En su obra sobre las expresiones de los animales y los hombres Charles Darwin concluía que lo que provocaba malestar en determinada cultura no necesariamente lo generaba en otra y viceversa. En Sudamérica, la reacción en una circunstancia similar hubiese estimulado un linchamiento mediático de mayores proporciones todavía. El fin de semana, en el clásico rosarino, Pablo Pérez, volante de Newels Old Boys, destruyó violentamente un dron porque creyó que interfería con su trabajo en el campo. No fueron pocos los que lo justificaron. El fútbol en Latinoamérica es, que tristeza, una cosa muy seria. En Europa en cambio, por lo menos en España, se ha conseguido, en palabras de Enric Gonzales “un futbol socialmente festivo y apacible”. Hasta que se toca a la joya de la corona, por supuesto. El Real no lleva su nombre en vano.

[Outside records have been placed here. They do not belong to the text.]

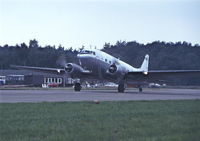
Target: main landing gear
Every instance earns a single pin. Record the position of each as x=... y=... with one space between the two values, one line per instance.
x=140 y=88
x=121 y=88
x=77 y=87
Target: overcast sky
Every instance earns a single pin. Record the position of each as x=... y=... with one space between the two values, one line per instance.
x=73 y=23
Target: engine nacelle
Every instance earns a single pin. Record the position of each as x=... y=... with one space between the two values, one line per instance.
x=115 y=69
x=73 y=69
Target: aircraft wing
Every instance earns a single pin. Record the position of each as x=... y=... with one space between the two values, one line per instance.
x=40 y=69
x=165 y=76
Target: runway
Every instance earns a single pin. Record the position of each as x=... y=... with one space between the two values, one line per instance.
x=55 y=95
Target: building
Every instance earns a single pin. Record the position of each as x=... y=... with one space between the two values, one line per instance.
x=31 y=78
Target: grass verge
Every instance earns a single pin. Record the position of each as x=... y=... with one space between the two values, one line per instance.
x=109 y=121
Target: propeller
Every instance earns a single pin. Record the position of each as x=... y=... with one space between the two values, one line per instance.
x=113 y=68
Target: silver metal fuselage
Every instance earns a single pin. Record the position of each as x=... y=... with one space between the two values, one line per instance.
x=98 y=63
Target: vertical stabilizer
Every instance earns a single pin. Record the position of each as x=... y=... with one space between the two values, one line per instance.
x=145 y=64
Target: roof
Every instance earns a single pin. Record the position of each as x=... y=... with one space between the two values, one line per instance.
x=26 y=72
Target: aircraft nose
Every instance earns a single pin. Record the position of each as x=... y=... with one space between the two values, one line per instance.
x=82 y=55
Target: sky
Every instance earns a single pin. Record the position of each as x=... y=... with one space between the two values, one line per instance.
x=73 y=23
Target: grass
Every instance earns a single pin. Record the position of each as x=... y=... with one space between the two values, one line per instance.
x=107 y=121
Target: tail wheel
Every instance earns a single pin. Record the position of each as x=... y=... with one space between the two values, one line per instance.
x=77 y=87
x=121 y=88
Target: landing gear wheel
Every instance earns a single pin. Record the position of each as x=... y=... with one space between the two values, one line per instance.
x=140 y=89
x=77 y=87
x=121 y=88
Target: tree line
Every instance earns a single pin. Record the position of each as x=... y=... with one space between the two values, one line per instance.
x=163 y=55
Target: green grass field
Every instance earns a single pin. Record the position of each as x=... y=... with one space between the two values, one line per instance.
x=107 y=121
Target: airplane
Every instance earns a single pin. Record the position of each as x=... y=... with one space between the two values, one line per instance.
x=97 y=65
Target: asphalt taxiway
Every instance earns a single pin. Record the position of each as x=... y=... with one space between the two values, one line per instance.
x=55 y=95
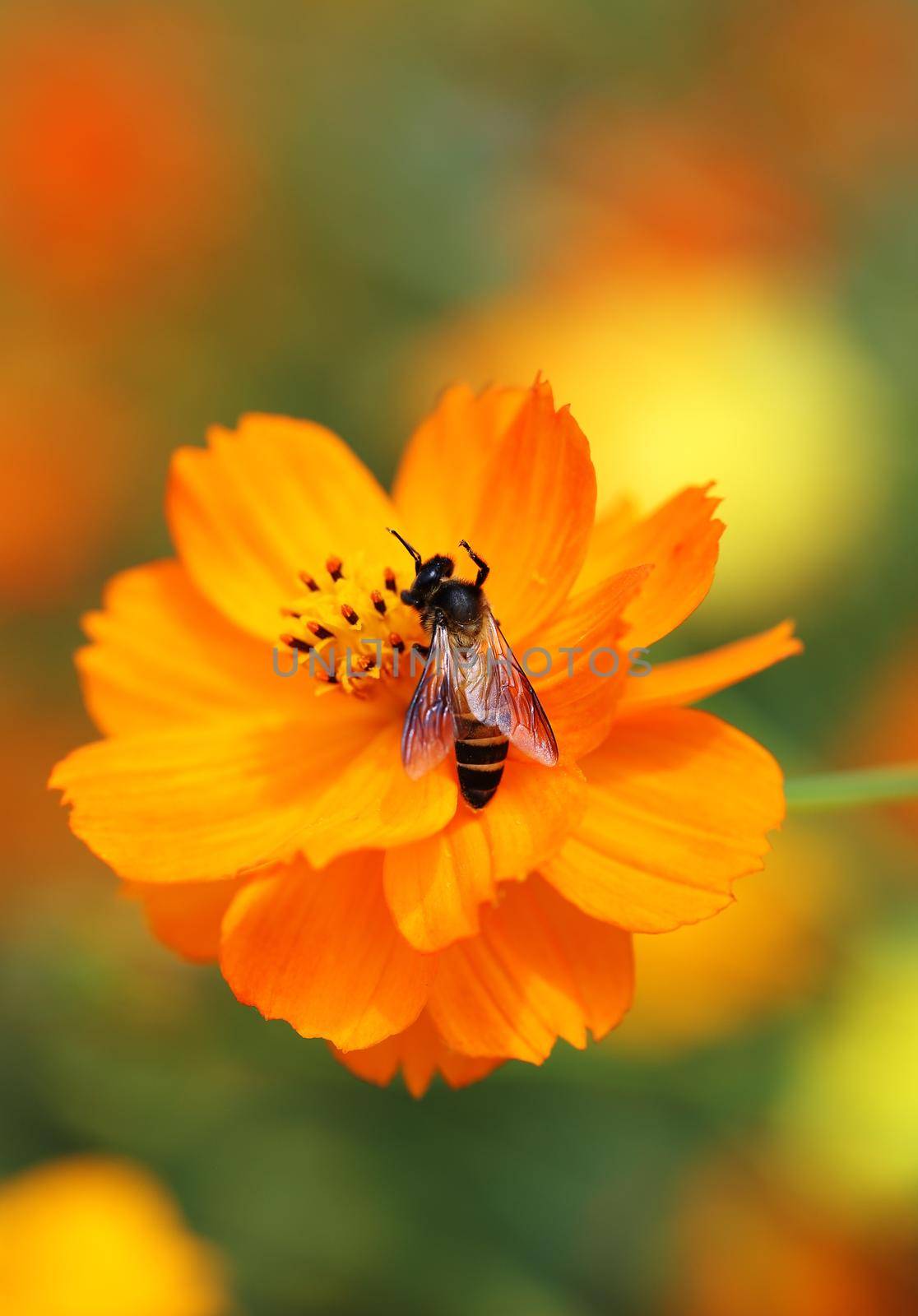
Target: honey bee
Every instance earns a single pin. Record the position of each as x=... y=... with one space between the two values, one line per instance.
x=472 y=695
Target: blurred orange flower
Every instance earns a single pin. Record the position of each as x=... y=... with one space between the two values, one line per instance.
x=768 y=951
x=832 y=87
x=99 y=1237
x=746 y=1241
x=116 y=166
x=66 y=473
x=276 y=829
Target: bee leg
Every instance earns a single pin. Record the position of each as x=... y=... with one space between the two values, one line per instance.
x=479 y=563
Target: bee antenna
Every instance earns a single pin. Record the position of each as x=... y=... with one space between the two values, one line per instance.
x=406 y=545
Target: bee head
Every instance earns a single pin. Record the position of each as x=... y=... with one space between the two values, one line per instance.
x=429 y=576
x=428 y=579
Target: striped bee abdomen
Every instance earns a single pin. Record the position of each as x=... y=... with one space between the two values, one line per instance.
x=480 y=753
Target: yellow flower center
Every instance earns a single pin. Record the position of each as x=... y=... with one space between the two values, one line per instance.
x=351 y=627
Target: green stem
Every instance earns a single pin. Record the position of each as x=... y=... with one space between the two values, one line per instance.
x=887 y=785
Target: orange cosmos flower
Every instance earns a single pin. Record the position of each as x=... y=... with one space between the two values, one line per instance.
x=268 y=822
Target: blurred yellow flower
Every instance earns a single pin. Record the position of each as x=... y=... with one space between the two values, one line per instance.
x=849 y=1111
x=747 y=1244
x=691 y=373
x=92 y=1236
x=767 y=952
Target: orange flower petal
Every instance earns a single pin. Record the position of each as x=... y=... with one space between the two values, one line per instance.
x=512 y=477
x=679 y=807
x=689 y=679
x=162 y=655
x=540 y=971
x=186 y=916
x=582 y=690
x=443 y=471
x=436 y=886
x=258 y=506
x=210 y=802
x=321 y=951
x=420 y=1053
x=680 y=540
x=371 y=802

El que debe estar arrepintiéndose es Zinedine Zidane. Desde el 2010 que anhelaba incorporar a Hazard y recomendó su fichaje a “ojos cerrados”. El rendimiento del capitán de la selección belga ha sido un fiasco. Las lesiones no lo han abandonado y ha jugado poco y nada. El Madrid ha invertido160 millones en tres partes por un centrocampista que no solo no brilla en la cancha, sino que, además, no entiende siquiera el sentido de la ocasión, se lamenta Florentino Pérez, presidente de los albos.
“Lo feo es bello y lo bello es feo” decían las brujas en el primer acto de Macbeth. La calamitosa gestión de la directiva madridista ha encontrado en este pequeño escándalo la excusa perfecta para desviar miradas. Ya tienen su chivo expiatorio. En cuestión de días la creación de la Superliga y la debacle de la Champions han pasado a segundo plano. Ahora, “El Duque sin clase” es el que ocupa toda la visceralidad del hincha merengue.
Al Madrid solo le queda ganar la liga. Es eso o buscarse otra excusa.